Dazu kommt maximal die Dnjepr-Linie in Frage, wahrscheinlicher sogar nur die Besetzung des Donbas, Herstellen eines Landkorridors zur Krim und schließlich die Besetzung des Oblast Saporischschja mit dem 2155 km² großen Kachowkaer Stausee, DEM UKR Süßwasserreservoir, bis 2014 auch für die Krim.
Die Krim hat Sommer für Sommer erhebliche Probleme in der Wasserversorgung.
@AoR: Aber darum geht es doch gerade. Putin will die Nato aus Osteuropa weg haben und versucht mit militärischer Erpressung Zugeständnisse zu erzwingen. Die Stationierung sagt: jede neuerliche Aggression führt umgehend zu mehr Nato in Osteuropa.
@Stadtpark
Vielleicht hat Putin ganz einfach Torschlußpanik? Er wird nicht ewig Präsident bleiben, er fürchtet, daß ihm die Zeit davon läuft für seine Pläne. Das war bei Hitler auch der Fall (was aber kein direkter Vergleich sein soll). Er soll ja auch etwas paranoid in Gesundheitsdingen sein.
Ob er seine Nachfolge geregelt hat?
@Mitleser sagt: 16.02.2022 um 18:04 Uhr
„Heute ist doch der Mittwoch, wo Rußland nach amerikanischen Aussagen in die Ukraine einmarschiert, oder?“
Nach US-amerikanischer Prognose über Planungen Stand letzter Woche!
„Also, wo stehen die Russen jetzt?“
Aggressiv und einmarschbereit an der Staatsgrenze.
„Und wird Selenski bei uns Asyl bekommen? Ich hoffe doch.“
Ich hoffe das wird nicht nötig sein. Zum einen zuckt Putin in letztem Moment ja vielleicht doch noch zurück. Es gibt ja hoffnungsvolle Zeichen seit gestern.
Zum anderen sehe ich auch bei einem Einmarsch keine vollständige Besetzung der UKR als realistisch an. Vom Donbass über Kiew bis nach Lemberg ist es eine große Strecke, da könnten UKR Kräfte hoffentlich lange verteidigen. Ich stimme hier @Klaus-Peter Kaikowsky (KPK) zu, wenn er eher ein begrenztes Angriffsziel vermutet.
Schlussendlich aber wären wir in der Tat in einer moralischen Verpflichtung Flüchtlinge aufzunehmen, wenn wir schon nicht mehr tun…
@TW Ach so, diese Lambrecht-Aussage. Ich habe es im Tagesspiegel gelesen unter der Überschrift „Nato-Staaten erwägen weiteren militärausbau in Osteuropa“, ziemlich weit hinten im Text.
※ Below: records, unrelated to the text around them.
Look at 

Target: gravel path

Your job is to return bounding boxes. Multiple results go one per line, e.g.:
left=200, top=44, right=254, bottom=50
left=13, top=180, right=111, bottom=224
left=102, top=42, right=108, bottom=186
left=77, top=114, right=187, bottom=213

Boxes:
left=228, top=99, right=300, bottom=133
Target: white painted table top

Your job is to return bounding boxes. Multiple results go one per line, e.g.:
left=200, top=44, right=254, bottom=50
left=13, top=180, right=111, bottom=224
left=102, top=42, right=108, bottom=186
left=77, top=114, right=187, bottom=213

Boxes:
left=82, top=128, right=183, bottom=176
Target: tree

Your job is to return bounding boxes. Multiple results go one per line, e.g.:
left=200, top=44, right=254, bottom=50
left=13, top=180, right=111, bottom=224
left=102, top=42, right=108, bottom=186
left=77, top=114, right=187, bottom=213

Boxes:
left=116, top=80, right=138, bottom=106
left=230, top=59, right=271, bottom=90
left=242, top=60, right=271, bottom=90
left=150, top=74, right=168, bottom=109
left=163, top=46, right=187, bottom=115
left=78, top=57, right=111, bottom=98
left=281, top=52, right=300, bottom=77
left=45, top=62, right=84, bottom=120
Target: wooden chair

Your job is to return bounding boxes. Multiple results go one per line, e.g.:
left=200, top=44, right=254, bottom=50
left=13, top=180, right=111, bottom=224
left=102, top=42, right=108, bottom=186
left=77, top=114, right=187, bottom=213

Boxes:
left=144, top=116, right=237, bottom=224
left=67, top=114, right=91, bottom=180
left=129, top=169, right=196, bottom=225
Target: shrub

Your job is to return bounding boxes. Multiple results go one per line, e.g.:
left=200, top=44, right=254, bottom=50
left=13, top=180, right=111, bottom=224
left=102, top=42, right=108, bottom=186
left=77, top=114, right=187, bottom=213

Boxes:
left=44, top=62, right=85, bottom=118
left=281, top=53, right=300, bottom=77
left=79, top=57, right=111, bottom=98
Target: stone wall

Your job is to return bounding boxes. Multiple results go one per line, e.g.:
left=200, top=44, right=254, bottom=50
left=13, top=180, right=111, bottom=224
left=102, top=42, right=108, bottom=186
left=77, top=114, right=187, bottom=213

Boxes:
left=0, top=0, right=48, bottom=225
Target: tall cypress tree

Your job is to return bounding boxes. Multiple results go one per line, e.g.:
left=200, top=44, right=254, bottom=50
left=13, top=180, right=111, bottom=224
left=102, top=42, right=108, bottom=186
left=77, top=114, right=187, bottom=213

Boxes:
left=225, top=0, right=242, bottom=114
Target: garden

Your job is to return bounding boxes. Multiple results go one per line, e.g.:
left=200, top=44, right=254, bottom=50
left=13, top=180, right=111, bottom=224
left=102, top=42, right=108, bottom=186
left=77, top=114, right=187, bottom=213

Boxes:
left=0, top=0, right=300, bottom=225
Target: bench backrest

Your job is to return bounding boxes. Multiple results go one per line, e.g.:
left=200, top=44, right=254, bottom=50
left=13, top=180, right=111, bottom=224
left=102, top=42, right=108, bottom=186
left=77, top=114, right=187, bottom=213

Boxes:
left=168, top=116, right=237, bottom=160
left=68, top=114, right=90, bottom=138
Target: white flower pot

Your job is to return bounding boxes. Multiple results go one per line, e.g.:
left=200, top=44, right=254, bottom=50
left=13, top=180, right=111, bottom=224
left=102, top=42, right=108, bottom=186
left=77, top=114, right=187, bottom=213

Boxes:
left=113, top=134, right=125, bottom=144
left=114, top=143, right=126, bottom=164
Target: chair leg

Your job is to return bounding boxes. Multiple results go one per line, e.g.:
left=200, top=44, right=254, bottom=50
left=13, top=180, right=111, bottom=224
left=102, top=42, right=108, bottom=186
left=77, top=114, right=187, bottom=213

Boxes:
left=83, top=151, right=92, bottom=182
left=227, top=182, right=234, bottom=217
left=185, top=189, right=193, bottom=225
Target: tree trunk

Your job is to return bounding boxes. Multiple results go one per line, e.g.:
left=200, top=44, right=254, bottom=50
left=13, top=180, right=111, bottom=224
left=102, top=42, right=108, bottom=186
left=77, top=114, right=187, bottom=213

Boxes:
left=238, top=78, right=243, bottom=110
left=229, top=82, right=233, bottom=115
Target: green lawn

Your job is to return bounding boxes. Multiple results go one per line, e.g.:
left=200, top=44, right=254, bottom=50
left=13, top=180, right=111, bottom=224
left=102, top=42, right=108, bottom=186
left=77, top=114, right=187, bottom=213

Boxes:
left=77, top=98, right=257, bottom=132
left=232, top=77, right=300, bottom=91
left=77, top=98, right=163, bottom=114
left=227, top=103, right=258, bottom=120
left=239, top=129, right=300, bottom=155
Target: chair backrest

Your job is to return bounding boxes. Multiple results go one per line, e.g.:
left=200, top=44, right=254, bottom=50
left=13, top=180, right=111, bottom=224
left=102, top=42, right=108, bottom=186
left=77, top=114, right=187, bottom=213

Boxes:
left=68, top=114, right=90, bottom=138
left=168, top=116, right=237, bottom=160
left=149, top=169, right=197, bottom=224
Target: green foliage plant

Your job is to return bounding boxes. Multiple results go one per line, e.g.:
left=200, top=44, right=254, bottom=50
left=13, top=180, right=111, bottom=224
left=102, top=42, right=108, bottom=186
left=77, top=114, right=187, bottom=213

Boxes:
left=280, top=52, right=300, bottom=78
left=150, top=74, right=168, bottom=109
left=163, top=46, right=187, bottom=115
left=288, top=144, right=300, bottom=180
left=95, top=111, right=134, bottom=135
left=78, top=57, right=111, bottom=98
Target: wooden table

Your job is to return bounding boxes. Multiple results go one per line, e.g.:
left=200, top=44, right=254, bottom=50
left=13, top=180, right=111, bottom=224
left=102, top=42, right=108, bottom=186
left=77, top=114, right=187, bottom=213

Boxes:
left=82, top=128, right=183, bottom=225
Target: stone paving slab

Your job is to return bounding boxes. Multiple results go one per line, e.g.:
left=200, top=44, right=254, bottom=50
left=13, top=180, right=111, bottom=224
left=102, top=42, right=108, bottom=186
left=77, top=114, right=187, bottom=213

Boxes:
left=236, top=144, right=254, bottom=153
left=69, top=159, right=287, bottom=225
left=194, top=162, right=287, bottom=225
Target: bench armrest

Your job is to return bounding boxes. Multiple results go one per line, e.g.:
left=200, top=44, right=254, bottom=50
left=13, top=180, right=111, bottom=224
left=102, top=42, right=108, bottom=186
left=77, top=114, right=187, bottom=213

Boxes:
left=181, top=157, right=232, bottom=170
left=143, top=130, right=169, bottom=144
@leie Mein Gott sind wir gut gelaunt. Natürlich kann jeder seine eigenen Folgerungen ziehen. Aber jeder Text hat einen Analyserahmen, der manche Dinge ein- und andere Dinge ausschließt. Und da kann halt immer ein Bias entstehen. Objektivität gibt’s nicht.
Metallkopf sagt:
16.02.2022 um 7:41 Uhr
Sehr gelungener Beitrag.
Dazu nochmal zur Einordnung der Lage im Donbass: Vor einigen Tagen war ein recht aufrüttelnder Bericht auf tagesschau.de zu den Menschenrechtsverletzungen – begangen durch die separatistischen Soldateska (!) – in den sog. „Volksrepubliken“ zu lesen. Aus Abchasien und Südossetien kennen wir das schon. DAS ist die Realität in den Gebieten, wo Moskau den Nationalismus anheizt, Pässe verteilt und Staaten destabilisiert – nicht der herfabulierte „Genozid“ an Russen.
Scholz implizierte, dass die Ukraine die nächsten vier Jahre der NATO nicht beitreten wird.
Putin implizierte, dass nütze ihm gar nichts: strategische Interessen Russlands waren schon vor 30 Jahren die gleichen, und wurden missachtet (… und werden in 30 Jahren noch die gleichen sein).
Die USA argumentieren: die Freiheit der Ukraine ihre Allianzen selbst zu wählen könne man nicht einschränken, da sie eben bei der Ukraine liegt als souveräner Staat.
Aber natürlich könnten die USA signalisieren, dass sie ein Gesuch der Ukraine für NATO-Mitgliedschaft ablehnen würde, aber das wollen sie nicht. Natürlich könnte die NATO einen Gipfel machen, in dem sie erklärt, keine neuen Mitglieder mehr aufzunehmen. Aber das limitiert dann ihren Nutzen im politische Tagesgeschäft, weil es Verhandlungsmasse vom Tisch nimmt.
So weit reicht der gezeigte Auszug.